Another method is multi-scaling, which is the idea to use multiple sizes of input images (i.e., sharing network), convolutional filters (i.e., dilated convolution), or pooling layers (i.e., spatial pyramid pooling). The sharing network [5, 16] adjusts the size of input image to several proportions and passes them through a shared deep network. Then the final prediction result is from the fusion of the resulting multi-scale features. Dilated convolution [3, 20, 21] uses filters with multiple dilation (or atrous) factors, which can increase the receptive field without changing the size of feature map. Spatial pyramid pooling (SPP) [8, 13, 22] divides input image into subregions, aggregates the characteristics of each sub-region, and finally concatenates features of all subregions to form a complete feature. This is an effective way to gather multiple levels of local contexts so we adapt it in our network.

Attention Mechanism. Attention mechanism has been widely used in image processing. Xu et al. [19] introduce spatial visual attention mechanisms which extracts image features from the middle CNN layer. Jing et.al [10] propose an attention mechanism that learns the weights of both visual and semantic features, to define abnormal locations in medical images and generate relevant description sentences. While these methods apply attention mechanism in two-dimensional space or time dimension, we apply an attention mechanism for the scaling factors. Inspired from [10], we propose an attention mechanism of joint learning, which combines predictions from multi-scale features when predicting the semantic label of a pixel. The final output of our model is generated by the maximum response of all scale predictions. We show that the proposed attention model effectively uses features at different locations and scales, which is crucial for identifying pelvic anatomical structures from global contexts.

Fig. 2.
figure 2

Pelvic parsing issues we observe on our testset. FCN can only describe the structures roughly.

Fig. 3.
figure 3

Illustration of the proposed APNet. First we resize input image into 3 scales with portion of \({\{1,0.75,0.5\}}\), and use CNN separately to get feature maps of 3 sizes from last convolutional layer. Then a pyramid pooling layer, each for a feature map, forms pooled representation with bin sizes of \({1\times 1, 2\times 2, 3\times 3, 6\times 6}\) respectively. Followed by convolution, upsampling and concatenation, the four sub-region representations are concatenated with original feature map into a score map. Then score maps of 3 scales are upsampled to the maximum size, and the weighted sum of them gets the final score map. Finally, the representation is fed into a convolutional layer to get the final pixel-level prediction.

3 Model

This section describes our Attention-Pyramid Network (APNet) as illustrated in Fig. 3, which is designed to capture both local and global contexts. Our architecture engineering started from observing the segmentation results from FCN, which is a basic CNN for segmentation.

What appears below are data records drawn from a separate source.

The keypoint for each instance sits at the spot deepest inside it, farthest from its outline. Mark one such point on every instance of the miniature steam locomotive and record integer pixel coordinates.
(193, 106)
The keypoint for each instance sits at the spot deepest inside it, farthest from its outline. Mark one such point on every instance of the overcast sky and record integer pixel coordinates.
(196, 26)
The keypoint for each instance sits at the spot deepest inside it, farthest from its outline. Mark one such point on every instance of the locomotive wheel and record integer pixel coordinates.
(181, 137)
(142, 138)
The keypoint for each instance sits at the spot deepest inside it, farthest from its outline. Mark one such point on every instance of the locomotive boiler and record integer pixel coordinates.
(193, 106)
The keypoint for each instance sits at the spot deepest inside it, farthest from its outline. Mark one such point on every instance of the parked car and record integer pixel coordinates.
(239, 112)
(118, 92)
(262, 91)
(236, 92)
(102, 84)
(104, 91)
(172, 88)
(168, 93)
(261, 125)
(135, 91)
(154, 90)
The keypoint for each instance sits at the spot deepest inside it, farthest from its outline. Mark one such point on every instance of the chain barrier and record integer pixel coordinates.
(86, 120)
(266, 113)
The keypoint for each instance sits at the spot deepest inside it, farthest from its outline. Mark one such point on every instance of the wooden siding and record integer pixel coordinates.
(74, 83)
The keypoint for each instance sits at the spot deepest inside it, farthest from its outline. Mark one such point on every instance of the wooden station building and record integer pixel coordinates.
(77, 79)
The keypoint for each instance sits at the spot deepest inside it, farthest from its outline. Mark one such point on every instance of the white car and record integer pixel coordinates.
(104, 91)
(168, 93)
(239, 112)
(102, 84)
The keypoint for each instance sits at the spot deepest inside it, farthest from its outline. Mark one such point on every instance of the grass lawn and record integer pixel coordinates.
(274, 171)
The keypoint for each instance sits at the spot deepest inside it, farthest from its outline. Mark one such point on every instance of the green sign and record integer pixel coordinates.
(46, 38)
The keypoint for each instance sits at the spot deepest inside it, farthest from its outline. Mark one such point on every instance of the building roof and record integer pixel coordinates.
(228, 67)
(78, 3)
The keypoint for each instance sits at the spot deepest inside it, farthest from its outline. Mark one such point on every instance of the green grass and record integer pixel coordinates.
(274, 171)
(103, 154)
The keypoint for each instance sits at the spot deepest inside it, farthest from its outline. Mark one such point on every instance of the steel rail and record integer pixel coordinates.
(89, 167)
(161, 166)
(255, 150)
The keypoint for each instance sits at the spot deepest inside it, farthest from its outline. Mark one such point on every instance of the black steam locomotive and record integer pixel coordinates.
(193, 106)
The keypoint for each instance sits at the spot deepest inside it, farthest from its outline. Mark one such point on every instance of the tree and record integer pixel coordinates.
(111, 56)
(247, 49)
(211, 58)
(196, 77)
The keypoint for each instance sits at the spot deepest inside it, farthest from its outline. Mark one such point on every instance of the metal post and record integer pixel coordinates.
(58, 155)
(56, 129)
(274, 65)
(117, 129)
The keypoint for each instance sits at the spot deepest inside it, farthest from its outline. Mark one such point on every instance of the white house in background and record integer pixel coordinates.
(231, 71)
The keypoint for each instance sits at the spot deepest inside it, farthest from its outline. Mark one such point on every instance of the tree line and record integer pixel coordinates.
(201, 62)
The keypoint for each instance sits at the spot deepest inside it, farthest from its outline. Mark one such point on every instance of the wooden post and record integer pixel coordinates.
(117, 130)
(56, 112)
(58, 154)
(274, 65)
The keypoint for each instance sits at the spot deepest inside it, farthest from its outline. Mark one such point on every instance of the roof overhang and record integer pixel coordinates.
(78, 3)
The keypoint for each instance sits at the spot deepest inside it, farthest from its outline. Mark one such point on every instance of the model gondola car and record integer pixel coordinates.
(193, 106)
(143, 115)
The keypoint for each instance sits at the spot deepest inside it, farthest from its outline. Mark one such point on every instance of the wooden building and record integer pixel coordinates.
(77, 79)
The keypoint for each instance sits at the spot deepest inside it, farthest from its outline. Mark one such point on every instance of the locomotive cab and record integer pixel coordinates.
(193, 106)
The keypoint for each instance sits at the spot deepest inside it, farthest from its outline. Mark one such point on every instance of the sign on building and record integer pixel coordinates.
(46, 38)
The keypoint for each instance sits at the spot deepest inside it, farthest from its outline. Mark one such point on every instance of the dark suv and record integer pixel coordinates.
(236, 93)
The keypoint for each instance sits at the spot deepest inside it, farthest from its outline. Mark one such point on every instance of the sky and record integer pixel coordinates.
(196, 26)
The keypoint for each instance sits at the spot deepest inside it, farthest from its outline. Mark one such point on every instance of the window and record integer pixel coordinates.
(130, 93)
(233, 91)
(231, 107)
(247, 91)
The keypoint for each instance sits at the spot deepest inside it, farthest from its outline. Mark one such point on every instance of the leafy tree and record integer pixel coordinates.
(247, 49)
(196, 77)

In Fig. 2, we show samples from FCN and our APNet that we propose in this section. We can see that FCN fails to segment the boundary of muscle of the gluteus minimus-left and muscle of the gluteus medius-left. To segment this correctly, we need to care the local contexts of the two organs’ boundaries. To equip this ability to CNN, we introduce spatial pyramid pooling that can capture multiple level of local contexts (See Sect. 3.1). Moreover, we can also see FCN fails to distinguish vastus intermedius muscle-right and adductor magnus-right, which is due to the lack of the global context that vastus intermedius muscle-right should be at lower place on this axial image. To recognize global context effectively, we introduce attention mechanism (see Sect. 3.2). After technically describe the pyramid module and attention module, we finally describe the whole APNet architecture.

3.1 Pyramid Pooling Layer

Spatial Pyramid Pooling (SPP) [8] is to gather multiple levels of local contexts by pooling with multiple kernel sizes. Zhao et al. [22] apply the SPP for FCN based segmentation to aggregate information across subregions of different scales (i.e., different level of local contexts). We adopt this SPP module for our pyramid pooling layer. The layer firstly separates feature map into different sub-regions and forms pooled representation for different positions. Assuming that a pyramid pooling layer has L levels, in each spatial bin, it pools the responses of each filter of input feature map under L level scales from course to fine. Assuming the input feature map has the size of \(n \times n\), for one pyramid level of \(l \times l\) bins, we implement this pooling level as a sliding window pooling, where the window kernel size = [1, n / l, n / l, 1], stride = [1, n / l, n / l, 1], where \({[\cdot ]}\) denotes ceiling operations. Each level reduces the dimension of feature map size to 1 / l of the original one with level bin size of \(l \times l\). Then we apply bilinear interpolation to upsample the low dimension features to the same size as the original feature map, and concatenate these features from multiple local contexts to form the final output of the pyramid pooling layer (See Sect. 3.3).

3.2 Attention

Our attention mechanism is to capture the global contexts efficiently, and help the network to find the optimal weighting scheme for multiple input image sizes. We apply the attention mechanism for the output of pyramid pooling layer. Assuming we use S scales (i.e., input image sizes), for ecah scale, the input image is resized and fed into a shared CNN that outputs a score map. The score maps from multiple scales are upsampled to the same size of the largest score map by bilinear interpolation. The final output is the weighted sum of score maps from all scales, where the weight reflects the importance of feature for each scale. The weighting scheme is initialized equally but, is updated by back-propagation in the training phase, so that it captures the global contexts effectively.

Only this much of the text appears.